Frequently Asked Questions

How does Efficient handle reconfiguration overhead?

Compilers already create control flow graphs during compilation, which align well with our hardware model. The main concern is often reconfiguration—how much power it uses and how often it happens. Two things matter here:

  1. Programs have locality. The same code paths execute repeatedly.
  2. We use a distributed configuration cache. Recently used configurations stay hot, enabling fast and low-power reconfiguration.

This keeps our architecture efficient as programs execute and adapt.

How does this architecture help in ultra-low-power embedded applications?

It’s true that many embedded applications spend most of their time in sleep mode, where standby power dominates. But modern devices are changing—applications now rely on richer sensor data and more local processing.

Take a Wi-Fi door sensor: once, it only needed to detect if a door was open. Now, “smart” sensors identify humans, animals, or motion types—all without streaming video data over Wi-Fi. That requires efficient, on-device sensor fusion.

The Electron E1 is built for this new generation of embedded compute, delivering the performance needed for advanced workloads while maintaining years-long battery life.

Is the Fabric architecture asynchronous or based on Domino Logic?

The Fabric uses standard synchronous logic, not Domino Logic. However, operations fire as soon as their inputs are ready—allowing many to execute in parallel.

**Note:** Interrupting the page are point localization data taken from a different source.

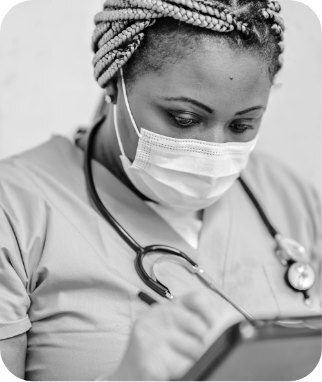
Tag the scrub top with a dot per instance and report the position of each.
(68, 279)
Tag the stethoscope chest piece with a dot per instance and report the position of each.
(299, 275)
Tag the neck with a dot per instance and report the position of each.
(106, 151)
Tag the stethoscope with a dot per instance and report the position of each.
(299, 274)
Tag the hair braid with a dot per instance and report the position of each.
(121, 26)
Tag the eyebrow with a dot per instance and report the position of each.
(190, 100)
(250, 109)
(207, 108)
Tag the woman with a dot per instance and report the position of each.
(187, 84)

This dataflow-style execution is sometimes described as “asynchronous firing,” since there’s no central program counter enforcing sequential order.

Is the Fabric architecture similar to a systolic array?

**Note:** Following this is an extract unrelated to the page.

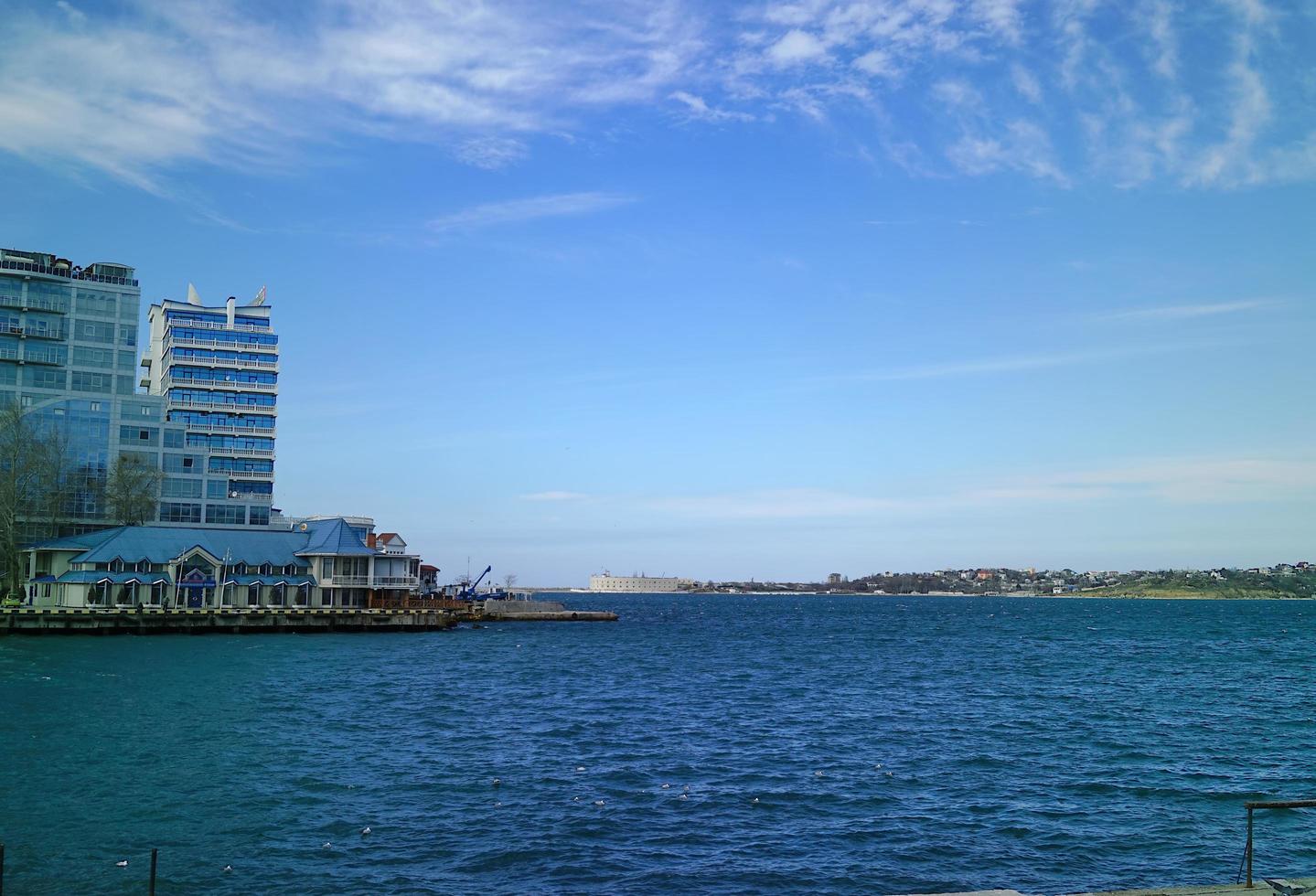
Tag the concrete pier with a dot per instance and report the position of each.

Both fall under spatial dataflow architectures, but they’re designed for different purposes.

  • Systolic arrays are specialized, using fixed schedules to achieve high performance on structured, repetitive tasks like matrix multiplies.
  • Efficient’s Fabric architecture is general-purpose, optimized for flexibility, performance, and energy efficiency—even on workloads with irregular control flow or memory access patterns.
How is Efficient’s compiler approach different from past “magic compiler” attempts like VLIW or Itanium?

We’ve learned from those histories. At Efficient, compiler and hardware co-design is fundamental to our process. We built a working compiler before first silicon—ensuring that software and hardware evolve together.

This tight integration lets us deliver real performance and energy gains while preserving the familiar programming experience developers expect.